First an Update


To those who've been following me for a while, you've probably been wondering what happened to Wandrlustr. Well, I've been hella busy forming and growing my first so-far-sustainable business, a Film Company called Arcadian Pictures. Wandrlustr has been patiently waiting in the back of my mind as I've learned how to manage my new lifestyle and available time, and I'm happy to have finally found some to write again. 

The great thing about Arcadian is that it has given me an opportunity to live my life on my own terms. If I want to take a few days to explore some new-to-me place, I can do that now, without the ball and chain of society's normally required advanced arrangements. With that newfound freedom, comes a newfound responsibility- making sure I am doing enough to cover the costs of operating a business, pay my personal bills, drum up new business, and execute the projects I've landed in order to create said free time. 

It has been an incredible challenge and journey, as well as a very time-consuming one. I haven't had too much time to travel this year since going to Colombia in January because of these things, and a planned trip in August was thwarted by a freak baseball injury that had me laid up for the better part of two months (still recovering 3 1/2 months later). 
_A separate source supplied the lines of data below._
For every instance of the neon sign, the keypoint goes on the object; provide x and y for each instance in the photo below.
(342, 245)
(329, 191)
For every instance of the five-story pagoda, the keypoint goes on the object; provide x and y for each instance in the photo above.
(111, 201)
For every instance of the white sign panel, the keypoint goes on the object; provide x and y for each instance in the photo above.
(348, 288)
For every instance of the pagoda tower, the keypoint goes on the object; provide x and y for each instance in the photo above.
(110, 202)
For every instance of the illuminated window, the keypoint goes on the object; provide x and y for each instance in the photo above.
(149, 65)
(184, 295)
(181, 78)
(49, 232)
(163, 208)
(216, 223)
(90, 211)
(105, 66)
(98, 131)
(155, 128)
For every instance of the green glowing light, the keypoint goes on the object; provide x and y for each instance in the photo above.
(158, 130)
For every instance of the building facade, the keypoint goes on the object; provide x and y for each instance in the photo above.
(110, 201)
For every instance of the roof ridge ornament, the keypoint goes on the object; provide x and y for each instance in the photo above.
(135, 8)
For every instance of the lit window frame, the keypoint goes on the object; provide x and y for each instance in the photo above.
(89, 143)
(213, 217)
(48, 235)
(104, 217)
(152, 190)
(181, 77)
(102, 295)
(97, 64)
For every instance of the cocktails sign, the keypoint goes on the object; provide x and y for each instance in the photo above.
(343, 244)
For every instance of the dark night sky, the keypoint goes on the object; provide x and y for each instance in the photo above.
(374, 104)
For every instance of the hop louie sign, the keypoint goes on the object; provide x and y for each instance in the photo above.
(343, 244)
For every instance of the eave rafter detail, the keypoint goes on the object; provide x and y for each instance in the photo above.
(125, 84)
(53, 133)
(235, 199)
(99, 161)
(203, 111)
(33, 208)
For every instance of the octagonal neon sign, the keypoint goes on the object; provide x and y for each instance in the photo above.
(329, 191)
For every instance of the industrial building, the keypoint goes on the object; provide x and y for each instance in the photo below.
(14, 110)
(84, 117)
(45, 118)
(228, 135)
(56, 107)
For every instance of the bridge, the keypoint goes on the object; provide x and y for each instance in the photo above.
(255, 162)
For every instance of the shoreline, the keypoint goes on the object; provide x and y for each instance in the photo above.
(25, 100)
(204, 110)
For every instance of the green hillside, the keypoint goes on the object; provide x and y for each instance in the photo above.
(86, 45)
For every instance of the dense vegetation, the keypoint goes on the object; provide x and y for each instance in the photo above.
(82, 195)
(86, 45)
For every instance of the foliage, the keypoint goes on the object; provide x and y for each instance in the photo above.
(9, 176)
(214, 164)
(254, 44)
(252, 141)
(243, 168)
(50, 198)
This new milestone in my life has created an amazing opportunity. Despite the rather slow year in regards to Wandrlustr, the awesome growth in Arcadian will make way for a beautiful marriage of travel, and documenting it in a way I've never been able to before. These articles have been so much fun to write, and I will continue to write them, although I realize they appeal to niche crowd. Adding steady video content is the next exciting step for Wandrlustr.

Thank you for staying patient during my hiatus. And welcome back. Now let me tell you about my recent trip, which led to the discovery of My New Favorite Place in America.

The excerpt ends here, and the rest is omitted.